I looked at Dummy just before I cast; his face had gone rigid and there was a thin line of drool on his chin.
“Come back hard on the son of a bitch when he strikes,” Father said. “Make sure you set the hooks; their mouths are as hard as a doorknob.”
I flipped off the drag lever and threw back my arm, lurched forward and heaved the rattling yellow plug out as far as I could. It splatted the water forty feet away. Before I could begin winding to pick up the slack, the water boiled.
“Hit him!” Father yelled. “You got him! Hit him! Hit him again!”
I came back hard, twice. I had him, all right. The steel casting rod bowed over and sprung wildly back and forth. Father kept yelling, “Let him go, let him go! Let him run with it! Give him more line, Jack! Now wind in! Wind in! No, let him run! Woo-ee! Look at him go!”
The bass jump-jumped around the pond and every time it came up out of the water it shook its head, and we could hear the plug rattle. And then the bass would take off on another run. In ten minutes I had the fish on its side, a few feet from shore. It looked enormous, six or seven pounds, maybe, and it lay on its side, whipped, mouth open and gills working slowly. My knees felt so weak I could hardly stand, but I held the rod up, the line tight. Father waded out over his shoes.
Dummy began sputtering behind me, but I was afraid to take my eyes away from the fish. Father kept moving closer, leaning forward now, his arm reaching lower, trying to gill it. Dummy suddenly stepped in front of me and began shaking his head and waving his hands. Father glanced at him.
“Why, what the hell’s the matter with you, you son of a bitch? This boy’s got hold the biggest bass I’ve seen; he ain’t going to throw him back. What’s wrong with you?”
Dummy kept shaking his head and gesturing toward the pond.
“I’m not about to let this boy’s fish go. You’ve got another think coming if you think I’m going to do that.”

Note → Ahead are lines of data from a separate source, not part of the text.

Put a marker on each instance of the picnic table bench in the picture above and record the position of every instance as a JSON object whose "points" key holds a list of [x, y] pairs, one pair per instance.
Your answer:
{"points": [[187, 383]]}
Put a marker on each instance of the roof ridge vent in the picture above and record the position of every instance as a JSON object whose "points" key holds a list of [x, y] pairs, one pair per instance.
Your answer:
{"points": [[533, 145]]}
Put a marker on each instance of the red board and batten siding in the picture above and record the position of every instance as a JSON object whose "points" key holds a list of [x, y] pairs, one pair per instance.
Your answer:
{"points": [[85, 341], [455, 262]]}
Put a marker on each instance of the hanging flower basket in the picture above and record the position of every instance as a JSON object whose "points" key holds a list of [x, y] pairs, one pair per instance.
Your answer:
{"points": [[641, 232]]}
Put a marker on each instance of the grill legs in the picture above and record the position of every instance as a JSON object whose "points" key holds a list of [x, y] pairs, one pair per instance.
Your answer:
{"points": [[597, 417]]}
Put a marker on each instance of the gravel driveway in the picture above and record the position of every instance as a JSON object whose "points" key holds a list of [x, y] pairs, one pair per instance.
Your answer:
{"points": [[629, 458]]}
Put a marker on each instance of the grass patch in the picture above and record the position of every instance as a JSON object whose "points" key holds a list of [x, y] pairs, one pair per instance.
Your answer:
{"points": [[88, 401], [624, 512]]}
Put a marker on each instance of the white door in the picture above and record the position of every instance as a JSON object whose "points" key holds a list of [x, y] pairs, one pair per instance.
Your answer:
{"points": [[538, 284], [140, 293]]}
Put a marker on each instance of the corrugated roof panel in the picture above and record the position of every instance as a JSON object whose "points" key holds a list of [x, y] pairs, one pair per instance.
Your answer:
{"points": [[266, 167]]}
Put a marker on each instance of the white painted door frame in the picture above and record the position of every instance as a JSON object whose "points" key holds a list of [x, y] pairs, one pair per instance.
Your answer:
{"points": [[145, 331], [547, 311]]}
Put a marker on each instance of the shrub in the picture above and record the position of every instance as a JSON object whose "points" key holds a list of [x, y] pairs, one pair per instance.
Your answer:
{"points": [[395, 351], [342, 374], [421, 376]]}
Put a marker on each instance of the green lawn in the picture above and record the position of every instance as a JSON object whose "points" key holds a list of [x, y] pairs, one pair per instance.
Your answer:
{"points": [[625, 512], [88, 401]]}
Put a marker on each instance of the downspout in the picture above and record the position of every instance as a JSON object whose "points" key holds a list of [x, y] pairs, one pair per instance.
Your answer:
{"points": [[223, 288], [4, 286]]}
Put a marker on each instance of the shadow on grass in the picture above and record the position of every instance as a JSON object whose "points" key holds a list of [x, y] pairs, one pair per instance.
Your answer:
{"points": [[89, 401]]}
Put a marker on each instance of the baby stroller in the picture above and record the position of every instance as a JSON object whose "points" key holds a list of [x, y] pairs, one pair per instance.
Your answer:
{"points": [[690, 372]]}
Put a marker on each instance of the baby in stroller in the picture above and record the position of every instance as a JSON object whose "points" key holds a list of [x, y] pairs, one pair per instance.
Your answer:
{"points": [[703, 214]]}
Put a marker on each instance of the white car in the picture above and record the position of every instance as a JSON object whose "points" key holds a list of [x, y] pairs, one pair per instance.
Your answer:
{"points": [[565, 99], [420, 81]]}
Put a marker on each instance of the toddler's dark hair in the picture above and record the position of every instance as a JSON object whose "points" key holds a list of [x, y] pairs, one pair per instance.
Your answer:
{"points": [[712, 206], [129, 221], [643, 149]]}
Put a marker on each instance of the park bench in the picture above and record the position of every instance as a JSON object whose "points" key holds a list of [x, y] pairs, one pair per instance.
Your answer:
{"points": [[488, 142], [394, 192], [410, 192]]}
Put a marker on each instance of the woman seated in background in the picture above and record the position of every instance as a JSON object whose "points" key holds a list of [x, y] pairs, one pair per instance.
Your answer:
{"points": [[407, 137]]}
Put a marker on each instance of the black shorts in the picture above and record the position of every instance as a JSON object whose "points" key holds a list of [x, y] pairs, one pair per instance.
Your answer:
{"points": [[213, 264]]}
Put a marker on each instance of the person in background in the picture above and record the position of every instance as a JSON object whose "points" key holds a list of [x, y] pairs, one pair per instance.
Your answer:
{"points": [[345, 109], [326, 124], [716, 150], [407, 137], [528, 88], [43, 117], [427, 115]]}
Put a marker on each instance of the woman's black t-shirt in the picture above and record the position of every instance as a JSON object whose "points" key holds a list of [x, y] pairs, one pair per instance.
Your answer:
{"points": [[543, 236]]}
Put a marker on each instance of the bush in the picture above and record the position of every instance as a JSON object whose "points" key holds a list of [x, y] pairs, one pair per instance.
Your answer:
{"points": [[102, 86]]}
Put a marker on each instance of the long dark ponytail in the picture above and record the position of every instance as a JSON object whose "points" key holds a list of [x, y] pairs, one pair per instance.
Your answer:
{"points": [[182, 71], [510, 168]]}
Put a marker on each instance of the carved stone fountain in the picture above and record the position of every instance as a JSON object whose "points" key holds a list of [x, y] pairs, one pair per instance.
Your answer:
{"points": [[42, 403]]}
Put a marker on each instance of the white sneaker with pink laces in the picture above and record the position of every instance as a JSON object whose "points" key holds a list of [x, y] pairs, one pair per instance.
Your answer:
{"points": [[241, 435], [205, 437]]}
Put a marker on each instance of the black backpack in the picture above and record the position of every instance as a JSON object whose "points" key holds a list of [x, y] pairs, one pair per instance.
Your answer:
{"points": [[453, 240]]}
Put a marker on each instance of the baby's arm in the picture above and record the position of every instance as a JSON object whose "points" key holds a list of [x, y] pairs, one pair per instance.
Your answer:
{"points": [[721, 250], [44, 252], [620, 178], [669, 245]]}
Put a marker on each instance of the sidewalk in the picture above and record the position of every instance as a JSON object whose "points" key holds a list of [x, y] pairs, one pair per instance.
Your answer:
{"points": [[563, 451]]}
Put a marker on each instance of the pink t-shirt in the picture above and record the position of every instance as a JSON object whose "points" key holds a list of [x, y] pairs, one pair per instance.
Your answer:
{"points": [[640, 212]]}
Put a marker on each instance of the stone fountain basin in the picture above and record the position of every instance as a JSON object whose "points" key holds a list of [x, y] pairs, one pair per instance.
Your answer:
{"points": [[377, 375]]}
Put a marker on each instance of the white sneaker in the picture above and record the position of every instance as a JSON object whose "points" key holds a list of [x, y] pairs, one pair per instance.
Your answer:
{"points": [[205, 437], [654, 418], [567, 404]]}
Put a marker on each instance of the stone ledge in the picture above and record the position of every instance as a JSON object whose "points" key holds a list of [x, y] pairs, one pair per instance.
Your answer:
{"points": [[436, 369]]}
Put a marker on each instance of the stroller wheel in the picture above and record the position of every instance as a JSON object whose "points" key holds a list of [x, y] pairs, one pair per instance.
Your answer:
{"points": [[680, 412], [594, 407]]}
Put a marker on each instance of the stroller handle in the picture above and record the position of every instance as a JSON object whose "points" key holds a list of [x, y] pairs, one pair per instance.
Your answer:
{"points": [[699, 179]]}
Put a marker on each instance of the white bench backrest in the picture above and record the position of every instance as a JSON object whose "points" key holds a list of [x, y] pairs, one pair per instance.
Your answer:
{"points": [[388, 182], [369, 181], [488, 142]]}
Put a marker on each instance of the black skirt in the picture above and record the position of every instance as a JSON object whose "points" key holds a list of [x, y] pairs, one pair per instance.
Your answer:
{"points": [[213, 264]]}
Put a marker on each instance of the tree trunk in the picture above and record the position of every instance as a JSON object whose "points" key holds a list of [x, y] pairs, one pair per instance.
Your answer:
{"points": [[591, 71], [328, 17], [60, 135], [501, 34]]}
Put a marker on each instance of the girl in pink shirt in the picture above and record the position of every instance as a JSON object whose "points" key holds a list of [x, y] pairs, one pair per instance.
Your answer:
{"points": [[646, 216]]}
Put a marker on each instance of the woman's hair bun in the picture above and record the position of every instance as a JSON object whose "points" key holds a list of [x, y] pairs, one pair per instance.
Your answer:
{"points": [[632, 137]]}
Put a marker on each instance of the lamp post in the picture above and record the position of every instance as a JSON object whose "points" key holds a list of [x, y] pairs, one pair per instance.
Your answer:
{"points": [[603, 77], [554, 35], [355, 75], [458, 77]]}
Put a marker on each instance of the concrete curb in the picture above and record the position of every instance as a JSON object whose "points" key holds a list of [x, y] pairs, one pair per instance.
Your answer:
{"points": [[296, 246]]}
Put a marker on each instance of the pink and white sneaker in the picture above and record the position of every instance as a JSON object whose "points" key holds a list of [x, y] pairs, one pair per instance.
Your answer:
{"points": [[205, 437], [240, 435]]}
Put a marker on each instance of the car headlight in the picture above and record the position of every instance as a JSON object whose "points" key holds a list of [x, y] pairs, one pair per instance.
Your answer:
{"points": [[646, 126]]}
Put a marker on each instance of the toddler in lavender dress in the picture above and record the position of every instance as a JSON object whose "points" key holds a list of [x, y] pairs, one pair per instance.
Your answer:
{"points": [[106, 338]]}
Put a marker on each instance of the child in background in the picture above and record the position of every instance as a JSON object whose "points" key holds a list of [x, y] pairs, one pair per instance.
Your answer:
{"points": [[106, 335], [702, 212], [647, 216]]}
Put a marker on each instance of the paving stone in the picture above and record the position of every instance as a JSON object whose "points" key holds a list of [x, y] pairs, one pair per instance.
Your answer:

Dummy reached for my line. Meanwhile the bass had gained strength and turned over and started swimming back out again. I yelled and then, I lost my head, I
guess; I slammed down the brake on the reel and started winding. The bass made a last, furious run, and the plug flew over our heads and caught in a tree branch.
“Come on, Jack,” Father said, grabbing up his pole. “Let’s get out of here before we’re crazy as this son of a bitch. Come on, goddam him, before I knock him down.”
We started away from the pond, Father snapping his jaws he was so angry. We walked fast. I wanted to cry but kept swallowing rapidly, trying to hold back the tears. Once Father stumbled over a rock and ran forward a few feet to keep from falling. “Goddam the son of a bitch,” he muttered. The sun was almost down and a breeze had come up. I looked back over my shoulder and saw Dummy still down at the pond, only now he’d moved over by the willows and had one arm wrapped around a tree, was leaning over and looking down into the water. He looked very dark and tiny beside the water.
Father saw me look back, and he stopped and turned. “He’s talking to them,” he said. “He’s telling them he’s sorry. He’s crazy as a coot, that son of a bitch! Come on.”
That February the river flooded.
It had snowed heavily throughout our part of the state during the first weeks of December, and then the weather had turned very cold just before Christmas, the ground froze, and the snow remained fast on the ground. Toward the end of January the Chinook wind struck. I woke up one morning to hear the house being buffeted by the wind, and the steady drizzle of water running off the roof.
It blew for five days, and on the third day the river began to rise.
“It’s up to fifteen feet,” Father said one evening, looking up from the newspaper. “Three feet over flood level. Old Dummy’s going to lose his fish.”
I wanted to go down to the Moxee Bridge to see how high the water was running, but Father shook his head.
“A flood is nothing to see. I’ve seen all the floods I want to see.”
Two days later the river crested, and after that the water slowly began to subside.